4:15 イエスが神の子であることを公に言い表す人はだれでも、神がその人の内にとどまってくださり、その人も神の内にとどまります

4:16 わたしたちは、わたしたちに対する神の愛を知り、また信じています。神は愛です。愛にとどまる人は、神の内にとどまり、神もその人の内にとどまってくださいます


 わたしたち(人)→神、神→わたしたち(人)順序が逆になって文章が続いています。これは、聖書の良く用いる構文でキアスムス構造というものですが、神と人が相互に「内にとどまる」(メノー)ということの強調です。

ふしぎな構図と思いませんか?頭に絵を描くとわたしたちと神の関係が、一方が他方の中に、また他方が一方こちらに内包されている。

 入れ子細工の人形がロシアにあります。マトリョーシカ。民族衣装を着た女の子の人形ですが、体が真ん中から上下にあけられる様になっていて、その中には、ひとまわり小さな同じ形の女の子の人形が出てくる構造になっています。普通の感覚でいくと、「内にとどまる」というと、こういうイメージになるかと思うのですが、このイメージではとらえきれないのが、ここの箇所かと思います。

 4:13から16にある、内包のあり方は、とても不思議です。これは、ヨハネによる福音書14章で「み父をみせて下さい」と弟子に請われた時に、答えたイエスのことばを思い起こさせます。


ヨハネ14:9〜10


9 「フィリポ、こんなに長い間一緒にいるのに、わたしが分かっていないのか。わたしを見た者は、父を見たのだ。なぜ、『わたしたちに御父をお示しください』と言うのか。

10 わたしが父の内におり、父がわたしの内におられることを、信じないのか。わたしがあなたがたに言う言葉は、自分から話しているのではない。わたしの内におられる父が、その業を行っておられるのである。

11 わたしが父の内におり、父がわたしの内におられると、わたしが言うのを信じなさい。」


 小林稔氏は「相互内在」ということばを使っています。父なる神さまとイエスさまとの関係をしめしているのですが、ヨハネ第一の手紙の4:13から16では、その関係がわたしたちクリスチャンにも適用されているのです。父とイエスの関係がよく分からなかった弟子たちに「わたしが言うのを信じなさい。もしそれを信じないなら、業そのものによって信じない」(ヨハネ14:11)


 イエスをキリストと告白する(4:2、3)時わたしたちには、「神は(わたしたちに)、御自分の霊を分け与えてくださいました」。その時から父とイエスとの相互関係の中にくみこまれているのです。

 そういう関係にある、「相互内在」しているわたしたちに4:17から21のことばがつづくのです。


4:17 こうして、愛がわたしたちの内に全うされているので、裁きの日に確信を持つことができます。この世でわたしたちも、イエスのようであるからです。

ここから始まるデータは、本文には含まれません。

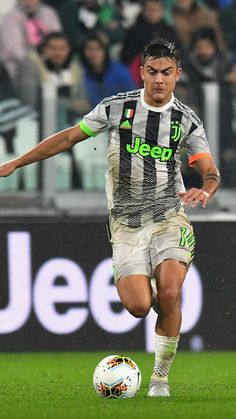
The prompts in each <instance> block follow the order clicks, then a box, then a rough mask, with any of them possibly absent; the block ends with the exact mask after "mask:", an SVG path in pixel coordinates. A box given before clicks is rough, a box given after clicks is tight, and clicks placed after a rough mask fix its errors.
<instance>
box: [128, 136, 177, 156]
mask: <svg viewBox="0 0 236 419" xmlns="http://www.w3.org/2000/svg"><path fill="white" fill-rule="evenodd" d="M126 150H127V151H128V153H130V154H140V156H142V157H148V156H151V157H152V158H153V159H159V160H160V161H161V162H164V161H168V160H170V158H171V156H172V154H173V150H172V149H171V148H168V147H160V146H158V145H155V146H153V147H151V146H150V145H149V144H147V143H142V144H141V137H135V141H134V145H133V146H131V145H130V144H126Z"/></svg>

 キリストが内在しているわたしたちは、おこがましく聞こえるかもしれませんが、マトリョーシカをわけてみたら、ちいさいマトリョーシカがいたように、わたしたちは小さなキリストともいえるのです。(カソース エケーノス:あの方のように)不遜なことでしょうか。これも、信じるべきことがらに属すと思います。だから、「愛がわたしたちの内に全うされている」と大胆に言えるのです。

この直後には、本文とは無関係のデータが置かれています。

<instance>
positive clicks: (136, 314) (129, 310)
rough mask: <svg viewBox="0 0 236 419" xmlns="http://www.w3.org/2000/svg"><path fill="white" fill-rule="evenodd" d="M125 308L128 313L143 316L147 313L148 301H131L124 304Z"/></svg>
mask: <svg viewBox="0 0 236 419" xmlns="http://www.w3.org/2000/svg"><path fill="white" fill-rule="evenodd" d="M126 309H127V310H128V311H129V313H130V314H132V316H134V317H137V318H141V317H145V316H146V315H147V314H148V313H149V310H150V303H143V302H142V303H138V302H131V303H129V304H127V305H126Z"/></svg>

 父とイエスとの相互関係、相互内在している関係が、わたしたち信じる者にも成立し、

神が私の中にいますとともに、わたしが神のなかにいるという不思議がなりたっているのです。ちち、みこ、みたまの三位一体の不思議な関係にわたしたちも招かれて、不思議の中に生きるようにされているのです。これは、三位一体が信仰の対象とおなじく、信ずべき事柄です。


 あなたはあなたであって、しかも、神を宿し、神に属している存在だということです。

この聖書箇所にある「内にとどまる」不思議さ、神の「愛」の神秘を思います。そういう存在にされた(受身)わたしたちは、4:17以降にあるとおりに生きることができるようにされているのです。


4:17 こうして、愛がわたしたちの内に全うされているので、裁きの日に確信を持つことが

できます。この世でわたしたちも、イエスのようであるからです。

4:18 愛には恐れがない。完全な愛は恐れを締め出します。なぜなら、恐れは罰を伴い、恐れる者には愛が全うされていないからです。

4:19 わたしたちが愛するのは、神がまずわたしたちを愛してくださったからです。

4:20 「神を愛している」と言いながら兄弟を憎む者がいれば、それは偽り者です。目に見える兄弟を愛さない者は、目に見えない神を愛することができません。

4:21 神を愛する人は、兄弟をも愛すべきです。これが、神から受けた掟です。


① 「終わりの時」(2:18)について: 「裁きの日の確信」をもつことができます。言い換えると、2:28に「御子の内にいつもとどまりなさい。そうすれば、御子の現れるとき、確信を持つことができ、御子が来られるとき、御前で恥じ入るようなことがありません

② おそれについて:完全な愛は恐れを締め出します

③ 兄弟愛について:神を愛する人は、兄弟をも愛すべきです


 このような状態は、ヨハネの手紙の3:2(愛する人たち、私たちは今すでに神の子どもですが、私たちがどのようになるかは、まだ現されていません。しかし、そのことが現されるとき、私たちが神に似たものとなることは知っています。神をありのままに見るからです。)にあるように、将来的な、未来の出来事のようですが、すでにキリストを内在させていただいたクリスチャンにははじまっていることとして考えればいいと思うのです。いわば、天国の前味を、不完全ではありますが、今わたしたちにもいただいているのです。ですから、どんな状況でも失望することがないのです。恥じなく、怖れなく、神とわたしたちは相互内在している状態をヨハネの第1の手紙の著者は、離れた所にいるヨハネ共同体の人たちに、またわたしたちに思い起こさせようとしているのです。 


4:13 神はわたしたちに、御自分の霊を分け与えてくださいました。このことから、わたしたちが神の内にとどまり、神もわたしたちの内にとどまってくださることが分かります。

4:14 わたしたちはまた、御父が御子を世の救い主として遣わされたことを見、またそのことを証ししています。

4:15 イエスが神の子であることを公に言い表す人はだれでも、神がその人の内にとどまってくださり、その人も神の内にとどまります。

4:16 わたしたちは、わたしたちに対する神の愛を知り、また信じています。神は愛です。愛にとどまる人は、神の内にとどまり、神もその人の内にとどまってくださいます。

4:17 こうして、愛がわたしたちの内に全うされているので、裁きの日に確信を持つことができます。この世でわたしたちも、イエスのようであるからです。

4:18 愛には恐れがない。完全な愛は恐れを締め出します。なぜなら、恐れは罰を伴い、恐れる者には愛が全うされていないからです。

4:19 わたしたちが愛するのは、神がまずわたしたちを愛してくださったからです。

4:20 「神を愛している」と言いながら兄弟を憎む者がいれば、それは偽り者です。目に見える兄弟を愛さない者は、目に見えない神を愛することができません。

4:21 神を愛する人は、兄弟をも愛すべきです。これが、神から受けた掟です。